From Random Search to Bandit Learning in Metric Measure Spaces

Random Search is one of the most widely-used method for Hyperparameter Optimization, and is critical to the success of deep learning models. Despite its astonishing performance, little non-heuristic theory has been developed to describe the underlying working mechanism. This paper gives a theoretical accounting of Random Search. We introduce the concept of \emph{scattering dimension} that describes the landscape of the underlying function, and quantifies the performance of random search. We show that, when the environment is noise-free, the output of random search converges to the optimal value in probability at rate $ \widetilde{\mathcal{O}} \left( \left( \frac{1}{T} \right)^{ \frac{1}{d_s} } \right) $, where $ d_s \ge 0 $ is the scattering dimension of the underlying function. When the observed function values are corrupted by bounded $iid$ noise, the output of random search converges to the optimal value in probability at rate $ \widetilde{\mathcal{O}} \left( \left( \frac{1}{T} \right)^{ \frac{1}{d_s + 1} } \right) $. In addition, based on the principles of random search, we introduce an algorithm, called BLiN-MOS, for Lipschitz bandits in doubling metric spaces that are also emdowed with a Borel measure, and show that BLiN-MOS achieves a regret rate of order $ \widetilde{\mathcal{O}} \left( T^{ \frac{d_z}{d_z + 1} } \right) $, where $d_z$ is the zooming dimension of the problem instance. Our results show that in metric spaces with a Borel measure, the classic theory of Lipschitz bandits can be improved. This result suggests an intrinsic axiomatic gap between metric spaces and metric measure spaces from an algorithmic perspective, since the upper bound in a metric measure space breaks the known information-theoretical lower bounds for Lipschitz bandits in a metric space with no measure structure.
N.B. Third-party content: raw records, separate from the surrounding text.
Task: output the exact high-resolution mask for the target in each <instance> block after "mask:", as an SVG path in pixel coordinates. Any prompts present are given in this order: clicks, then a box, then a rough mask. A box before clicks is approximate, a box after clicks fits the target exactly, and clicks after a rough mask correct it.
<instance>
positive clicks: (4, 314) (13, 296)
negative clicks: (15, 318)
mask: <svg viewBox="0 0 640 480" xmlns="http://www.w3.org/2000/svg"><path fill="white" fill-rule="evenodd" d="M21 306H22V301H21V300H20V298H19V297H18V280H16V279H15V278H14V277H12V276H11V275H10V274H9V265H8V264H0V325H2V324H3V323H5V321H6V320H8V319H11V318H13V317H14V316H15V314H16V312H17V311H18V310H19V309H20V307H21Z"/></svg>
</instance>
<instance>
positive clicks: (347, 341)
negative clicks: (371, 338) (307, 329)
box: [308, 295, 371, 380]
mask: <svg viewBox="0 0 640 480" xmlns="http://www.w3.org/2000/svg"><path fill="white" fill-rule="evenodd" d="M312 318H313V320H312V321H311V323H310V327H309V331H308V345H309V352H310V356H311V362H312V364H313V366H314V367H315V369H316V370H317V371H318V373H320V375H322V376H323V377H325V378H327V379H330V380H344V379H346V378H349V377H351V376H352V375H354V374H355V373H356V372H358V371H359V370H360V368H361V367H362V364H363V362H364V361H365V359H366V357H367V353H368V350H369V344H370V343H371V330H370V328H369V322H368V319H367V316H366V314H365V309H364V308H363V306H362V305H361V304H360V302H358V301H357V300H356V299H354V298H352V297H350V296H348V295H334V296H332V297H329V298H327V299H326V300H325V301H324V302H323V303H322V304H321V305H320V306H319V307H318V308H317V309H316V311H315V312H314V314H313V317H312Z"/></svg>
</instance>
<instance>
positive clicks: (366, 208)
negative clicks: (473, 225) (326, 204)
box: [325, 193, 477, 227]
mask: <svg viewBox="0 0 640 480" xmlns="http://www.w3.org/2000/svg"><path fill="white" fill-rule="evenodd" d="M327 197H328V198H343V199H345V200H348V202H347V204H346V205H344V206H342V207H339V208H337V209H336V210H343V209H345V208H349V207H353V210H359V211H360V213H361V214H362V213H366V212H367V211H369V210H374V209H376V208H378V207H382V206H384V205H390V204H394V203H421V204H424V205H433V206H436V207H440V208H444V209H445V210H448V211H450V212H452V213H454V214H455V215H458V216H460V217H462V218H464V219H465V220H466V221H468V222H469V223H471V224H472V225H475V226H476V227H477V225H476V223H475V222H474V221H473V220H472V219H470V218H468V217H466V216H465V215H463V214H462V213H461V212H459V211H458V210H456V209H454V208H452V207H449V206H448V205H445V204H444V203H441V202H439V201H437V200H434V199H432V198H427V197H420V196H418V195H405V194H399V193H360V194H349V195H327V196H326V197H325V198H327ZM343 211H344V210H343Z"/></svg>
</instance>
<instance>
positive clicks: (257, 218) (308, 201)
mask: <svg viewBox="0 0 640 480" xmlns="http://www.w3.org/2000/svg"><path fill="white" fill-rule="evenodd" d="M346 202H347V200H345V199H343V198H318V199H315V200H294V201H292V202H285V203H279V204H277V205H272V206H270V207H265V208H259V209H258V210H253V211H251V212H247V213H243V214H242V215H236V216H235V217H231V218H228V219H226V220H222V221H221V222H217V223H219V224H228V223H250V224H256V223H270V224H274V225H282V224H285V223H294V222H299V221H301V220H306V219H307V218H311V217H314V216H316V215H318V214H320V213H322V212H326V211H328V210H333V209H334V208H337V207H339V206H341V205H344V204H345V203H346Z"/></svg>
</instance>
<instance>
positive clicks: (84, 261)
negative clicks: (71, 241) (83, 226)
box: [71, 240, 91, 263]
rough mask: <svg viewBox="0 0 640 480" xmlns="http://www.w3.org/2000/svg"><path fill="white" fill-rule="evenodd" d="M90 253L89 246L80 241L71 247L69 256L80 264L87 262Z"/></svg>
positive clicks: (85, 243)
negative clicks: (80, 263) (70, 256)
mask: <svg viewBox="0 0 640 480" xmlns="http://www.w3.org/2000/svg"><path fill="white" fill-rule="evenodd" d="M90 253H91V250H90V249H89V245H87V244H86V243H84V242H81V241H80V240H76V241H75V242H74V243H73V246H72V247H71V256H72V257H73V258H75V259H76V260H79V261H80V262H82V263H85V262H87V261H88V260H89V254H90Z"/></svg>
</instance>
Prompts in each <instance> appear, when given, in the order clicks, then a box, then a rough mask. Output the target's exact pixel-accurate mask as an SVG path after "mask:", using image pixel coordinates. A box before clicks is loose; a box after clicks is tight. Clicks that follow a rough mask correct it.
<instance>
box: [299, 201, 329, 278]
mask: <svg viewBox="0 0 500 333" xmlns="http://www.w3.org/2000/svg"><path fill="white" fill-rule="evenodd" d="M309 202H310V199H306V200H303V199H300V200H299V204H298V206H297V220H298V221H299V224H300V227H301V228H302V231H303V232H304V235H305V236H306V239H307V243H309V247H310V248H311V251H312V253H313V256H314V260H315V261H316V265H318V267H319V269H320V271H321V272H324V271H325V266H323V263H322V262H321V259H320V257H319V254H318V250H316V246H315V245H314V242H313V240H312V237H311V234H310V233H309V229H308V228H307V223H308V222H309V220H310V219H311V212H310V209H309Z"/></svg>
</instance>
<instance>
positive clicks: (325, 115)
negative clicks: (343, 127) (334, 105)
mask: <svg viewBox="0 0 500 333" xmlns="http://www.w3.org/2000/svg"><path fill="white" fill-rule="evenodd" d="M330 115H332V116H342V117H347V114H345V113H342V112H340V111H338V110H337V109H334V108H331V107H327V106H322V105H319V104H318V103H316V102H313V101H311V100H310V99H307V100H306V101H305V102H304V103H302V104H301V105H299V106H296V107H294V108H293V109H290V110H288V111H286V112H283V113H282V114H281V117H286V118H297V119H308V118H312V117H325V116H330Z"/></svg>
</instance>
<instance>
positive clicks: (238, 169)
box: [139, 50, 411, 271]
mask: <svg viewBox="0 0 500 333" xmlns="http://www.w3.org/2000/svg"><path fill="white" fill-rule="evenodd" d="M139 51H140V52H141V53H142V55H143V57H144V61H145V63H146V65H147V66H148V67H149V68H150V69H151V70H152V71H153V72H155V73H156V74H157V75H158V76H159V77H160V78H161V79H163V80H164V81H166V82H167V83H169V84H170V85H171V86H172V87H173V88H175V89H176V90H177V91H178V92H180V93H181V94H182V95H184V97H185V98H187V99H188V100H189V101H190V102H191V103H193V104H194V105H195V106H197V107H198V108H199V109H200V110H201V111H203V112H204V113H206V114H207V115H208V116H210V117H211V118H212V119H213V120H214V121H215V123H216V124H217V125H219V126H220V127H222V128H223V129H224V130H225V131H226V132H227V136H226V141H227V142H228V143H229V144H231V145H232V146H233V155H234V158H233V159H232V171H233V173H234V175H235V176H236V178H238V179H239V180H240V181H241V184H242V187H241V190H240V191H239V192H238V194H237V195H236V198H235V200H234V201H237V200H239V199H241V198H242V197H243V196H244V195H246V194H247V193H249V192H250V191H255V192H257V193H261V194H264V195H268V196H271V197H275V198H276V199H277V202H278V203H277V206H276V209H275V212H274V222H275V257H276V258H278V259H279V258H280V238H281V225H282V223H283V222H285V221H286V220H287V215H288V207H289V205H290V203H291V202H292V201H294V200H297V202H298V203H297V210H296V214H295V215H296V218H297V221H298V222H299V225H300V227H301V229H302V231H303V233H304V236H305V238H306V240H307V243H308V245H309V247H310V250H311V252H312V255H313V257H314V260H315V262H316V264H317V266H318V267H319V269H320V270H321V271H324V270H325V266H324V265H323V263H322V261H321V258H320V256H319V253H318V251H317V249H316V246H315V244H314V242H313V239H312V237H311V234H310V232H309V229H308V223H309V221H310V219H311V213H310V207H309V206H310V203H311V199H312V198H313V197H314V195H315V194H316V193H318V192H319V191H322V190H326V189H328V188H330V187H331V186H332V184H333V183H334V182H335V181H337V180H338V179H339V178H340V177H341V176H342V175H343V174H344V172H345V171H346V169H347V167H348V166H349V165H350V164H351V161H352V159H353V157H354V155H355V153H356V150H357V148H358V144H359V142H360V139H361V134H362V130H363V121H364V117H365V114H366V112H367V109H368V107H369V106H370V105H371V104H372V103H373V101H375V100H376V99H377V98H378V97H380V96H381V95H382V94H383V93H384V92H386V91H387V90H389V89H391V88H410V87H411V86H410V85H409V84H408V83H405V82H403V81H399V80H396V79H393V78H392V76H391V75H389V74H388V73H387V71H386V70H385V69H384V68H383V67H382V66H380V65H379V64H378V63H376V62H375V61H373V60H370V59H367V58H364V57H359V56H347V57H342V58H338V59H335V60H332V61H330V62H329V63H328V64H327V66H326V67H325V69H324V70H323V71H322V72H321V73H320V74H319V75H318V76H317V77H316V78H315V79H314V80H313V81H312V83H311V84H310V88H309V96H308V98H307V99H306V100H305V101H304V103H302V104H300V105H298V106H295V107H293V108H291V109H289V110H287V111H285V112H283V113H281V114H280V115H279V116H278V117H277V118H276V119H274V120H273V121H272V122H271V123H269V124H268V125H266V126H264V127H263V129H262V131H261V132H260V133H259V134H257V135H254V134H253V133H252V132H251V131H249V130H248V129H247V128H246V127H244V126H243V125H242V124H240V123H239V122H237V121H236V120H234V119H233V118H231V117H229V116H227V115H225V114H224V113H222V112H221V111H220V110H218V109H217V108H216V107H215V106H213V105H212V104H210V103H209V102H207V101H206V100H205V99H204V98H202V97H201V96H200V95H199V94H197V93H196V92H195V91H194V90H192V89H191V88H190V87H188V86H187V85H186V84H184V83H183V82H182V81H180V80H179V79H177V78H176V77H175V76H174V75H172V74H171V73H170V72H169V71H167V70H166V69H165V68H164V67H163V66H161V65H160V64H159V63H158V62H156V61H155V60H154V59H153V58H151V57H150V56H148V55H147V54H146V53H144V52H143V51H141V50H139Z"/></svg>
翻译：随机搜索是超参数优化中最广泛使用的方法之一，对于深度学习模型的成功至关重要。尽管其性能惊人，但几乎没有非启发式理论描述其潜在工作机制。本文对随机搜索进行了理论解释。我们引入了“散射维数”的概念，该概念描述了潜在函数的景观，并量化了随机搜索的性能。我们表明，当环境无噪声时，随机搜索的输出以概率收敛到最优值，收敛速度为 $ \widetilde{\mathcal{O}} \left( \left( \frac{1}{T} \right)^{ \frac{1}{d_s} } \right) $，其中 $ d_s \ge 0 $ 是潜在函数的散射维数。当观测到的函数值被有界独立同分布噪声污染时，随机搜索的输出以概率收敛到最优值，收敛速度为 $ \widetilde{\mathcal{O}} \left( \left( \frac{1}{T} \right)^{ \frac{1}{d_s + 1} } \right) $。此外，基于随机搜索的原理，我们引入了一种名为BLiN-MOS的算法，用于具有Borel测度的加倍度量空间中的Lipschitz赌博问题，并表明BLiN-MOS实现了阶为 $ \widetilde{\mathcal{O}} \left( T^{ \frac{d_z}{d_z + 1} } \right) $ 的遗憾率，其中 $d_z$ 是问题实例的缩放维数。我们的结果表明，在具有Borel测度的度量空间中，经典的Lipschitz赌博理论可以得到改进。这一结果从算法角度揭示了度量空间与度量测度空间之间存在固有的公理差距，因为在度量测度空间中的上界打破了在无测度结构的度量空间中Lipschitz赌博问题已知的信息论下界。